Statement by Deputy Permanent Representative Anna Evstigneeva at an open VTC of UNSC members on Abyei
We thank Under-Secretary-General Jean-Pierre Lacroix and Special Envoy Parfait Onanga-Anyanga for their substantive briefings.
We are concerned over the assessments contained in the Secretary-General’s recent report, saying that the security situation in Abyei remained “tense and unpredictable”. Continuing inter-communal discords, presence of armed groups, precarious criminal situation, incidents at the Amiet common market and along the so-called Main Supply Route – all this confirms that “Blue Helmets” are highly demanded in this area.
The sides need to make joint efforts in order to promote inter-Sudanese settlement that should define the final status of Abyei. We are glad to see that the bilateral relations between Khartoum and Juba continue to improve. The fact that South Sudan acted as a mediator when the Government of Sudan and the opposition were signing the Juba Agreements on 3 October 2020 proves the efficiency of the principle “African solutions – to the African problems”.
We hope that the sides will be guided by this principle when discussing the Abyei issue.
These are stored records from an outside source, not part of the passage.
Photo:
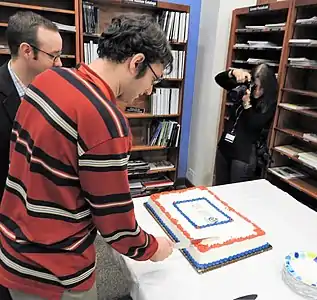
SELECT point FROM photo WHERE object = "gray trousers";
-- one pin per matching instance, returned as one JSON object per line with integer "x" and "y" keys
{"x": 68, "y": 295}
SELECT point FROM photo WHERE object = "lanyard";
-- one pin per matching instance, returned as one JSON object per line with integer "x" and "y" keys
{"x": 238, "y": 114}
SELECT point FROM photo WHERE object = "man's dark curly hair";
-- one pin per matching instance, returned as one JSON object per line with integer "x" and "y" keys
{"x": 132, "y": 33}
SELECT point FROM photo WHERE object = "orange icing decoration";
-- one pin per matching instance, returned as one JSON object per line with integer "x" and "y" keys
{"x": 200, "y": 246}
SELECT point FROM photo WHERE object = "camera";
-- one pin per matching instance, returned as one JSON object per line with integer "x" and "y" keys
{"x": 236, "y": 94}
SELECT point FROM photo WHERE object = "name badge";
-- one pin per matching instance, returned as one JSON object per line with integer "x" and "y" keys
{"x": 230, "y": 138}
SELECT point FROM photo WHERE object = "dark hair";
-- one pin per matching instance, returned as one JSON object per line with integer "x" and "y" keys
{"x": 269, "y": 84}
{"x": 22, "y": 28}
{"x": 132, "y": 33}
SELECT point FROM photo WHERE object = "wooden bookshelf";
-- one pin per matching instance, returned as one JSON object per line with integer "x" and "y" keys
{"x": 245, "y": 27}
{"x": 296, "y": 114}
{"x": 63, "y": 12}
{"x": 141, "y": 123}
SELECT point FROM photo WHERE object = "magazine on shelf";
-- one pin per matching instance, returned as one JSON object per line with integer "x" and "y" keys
{"x": 292, "y": 150}
{"x": 297, "y": 106}
{"x": 310, "y": 137}
{"x": 287, "y": 172}
{"x": 308, "y": 20}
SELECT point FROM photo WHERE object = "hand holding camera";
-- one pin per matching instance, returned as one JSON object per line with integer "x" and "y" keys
{"x": 241, "y": 76}
{"x": 244, "y": 87}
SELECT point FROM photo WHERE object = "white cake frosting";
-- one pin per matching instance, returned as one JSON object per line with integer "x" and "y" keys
{"x": 197, "y": 213}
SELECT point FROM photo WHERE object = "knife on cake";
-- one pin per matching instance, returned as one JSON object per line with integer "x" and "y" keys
{"x": 247, "y": 297}
{"x": 187, "y": 243}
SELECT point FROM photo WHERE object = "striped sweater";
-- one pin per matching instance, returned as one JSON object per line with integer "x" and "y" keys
{"x": 68, "y": 178}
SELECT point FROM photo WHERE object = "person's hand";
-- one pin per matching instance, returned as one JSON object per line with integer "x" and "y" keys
{"x": 246, "y": 101}
{"x": 164, "y": 250}
{"x": 241, "y": 75}
{"x": 246, "y": 97}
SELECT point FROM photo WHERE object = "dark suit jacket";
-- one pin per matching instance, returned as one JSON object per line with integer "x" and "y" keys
{"x": 9, "y": 103}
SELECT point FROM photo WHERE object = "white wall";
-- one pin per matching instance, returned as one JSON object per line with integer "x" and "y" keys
{"x": 215, "y": 23}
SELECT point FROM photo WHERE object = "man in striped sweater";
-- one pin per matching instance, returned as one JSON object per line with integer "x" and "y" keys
{"x": 68, "y": 177}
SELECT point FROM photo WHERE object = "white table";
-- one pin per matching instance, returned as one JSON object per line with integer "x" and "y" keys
{"x": 290, "y": 226}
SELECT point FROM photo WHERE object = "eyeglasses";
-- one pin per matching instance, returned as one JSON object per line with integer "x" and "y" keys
{"x": 54, "y": 57}
{"x": 157, "y": 79}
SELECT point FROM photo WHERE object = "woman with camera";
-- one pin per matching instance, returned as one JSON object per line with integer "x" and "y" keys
{"x": 254, "y": 98}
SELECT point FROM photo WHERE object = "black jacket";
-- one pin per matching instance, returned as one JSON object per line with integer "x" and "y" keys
{"x": 9, "y": 103}
{"x": 249, "y": 125}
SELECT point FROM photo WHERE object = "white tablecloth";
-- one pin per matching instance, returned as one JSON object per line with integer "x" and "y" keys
{"x": 290, "y": 226}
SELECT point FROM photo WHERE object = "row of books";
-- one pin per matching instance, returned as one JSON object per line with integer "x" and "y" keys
{"x": 302, "y": 61}
{"x": 266, "y": 26}
{"x": 141, "y": 167}
{"x": 299, "y": 106}
{"x": 90, "y": 17}
{"x": 165, "y": 133}
{"x": 178, "y": 65}
{"x": 306, "y": 156}
{"x": 287, "y": 172}
{"x": 165, "y": 101}
{"x": 257, "y": 45}
{"x": 90, "y": 52}
{"x": 175, "y": 25}
{"x": 145, "y": 186}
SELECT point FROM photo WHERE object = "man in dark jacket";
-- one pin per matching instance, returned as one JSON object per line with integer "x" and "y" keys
{"x": 35, "y": 46}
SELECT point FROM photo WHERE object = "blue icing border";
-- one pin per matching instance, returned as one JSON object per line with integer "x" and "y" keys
{"x": 177, "y": 204}
{"x": 212, "y": 264}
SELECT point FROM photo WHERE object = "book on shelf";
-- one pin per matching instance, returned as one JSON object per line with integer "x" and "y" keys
{"x": 306, "y": 42}
{"x": 157, "y": 182}
{"x": 257, "y": 45}
{"x": 302, "y": 61}
{"x": 146, "y": 186}
{"x": 307, "y": 20}
{"x": 297, "y": 106}
{"x": 266, "y": 26}
{"x": 275, "y": 25}
{"x": 65, "y": 27}
{"x": 166, "y": 134}
{"x": 287, "y": 172}
{"x": 90, "y": 51}
{"x": 291, "y": 150}
{"x": 141, "y": 167}
{"x": 261, "y": 61}
{"x": 310, "y": 137}
{"x": 178, "y": 65}
{"x": 255, "y": 27}
{"x": 165, "y": 101}
{"x": 90, "y": 17}
{"x": 309, "y": 158}
{"x": 138, "y": 167}
{"x": 161, "y": 165}
{"x": 175, "y": 25}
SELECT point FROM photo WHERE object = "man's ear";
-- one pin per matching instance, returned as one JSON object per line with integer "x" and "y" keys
{"x": 26, "y": 50}
{"x": 136, "y": 63}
There definitely are some prerequisites for its successful resolution. We call on Khartoum and Juba to make use of this positive momentum to achieve progress at this track.
We expect the African Union High-Level Implementation Panel to set forth its relevant contacts with the Sudanese sides.
We attach great importance to the activity of the United Nations Interim Security Force for Abyei (UNISFA), especially with regard to maintaining constructive relations among the communes on the ground and promoting national reconciliation. UNISFA’s support allowed for the 3rd meeting of traditional leaders in December 2020, and the Aweil (South Sudan) Peace Conference in February 2021, which brought together representatives of Ngok Dinka and Misseriya communes. This instills some optimism. There is a need to proceed with confidence-building measures, i.a. within discussions of issues related to seasonal cattle-driving.
We presume that the Joint Border Verification and Monitoring Mechanism (JBVMM) is an integral element of the system for preventing incidents between the parties and that UNISFA’s support for the Mechanism is key for the security architecture.
We noted that the Secretary-General highlighted rather moderate results that the JBVMM achieved in fulfilling its ‘benchmarks’. We believe this has to do with the coronavirus-related restrictions. However, there is still some progress: Khartoum and Juba granted approval to the requested air and on-land patrols, Joint Political and Security Mechanism convened a meeting, the four border corridors are functioning. By all means, the work aimed at fulfilling the benchmarks needs to continue.
We thank the Secretary-General for convening consultations with the interested sides, on which results he informed the Council in his letter of 1 April. We have understanding for the fact that at this point it does not seem possible to elaborate any realistic modalities of eventual drawdown of the mission. At the same time, we note that Sudan, South Sudan, and Ethiopia in general speak out in favor of retaining the Blue Helmets in Abyei. The only logical step in this situation would be to extend the mandate of UNISFA, including the JBVMM support. We assume that the Secretariat’s proposals as to the civil component of the mission should be considered with due account for the opinions of Khartoum and Juba, as is required by the fundamental principles of peacekeeping.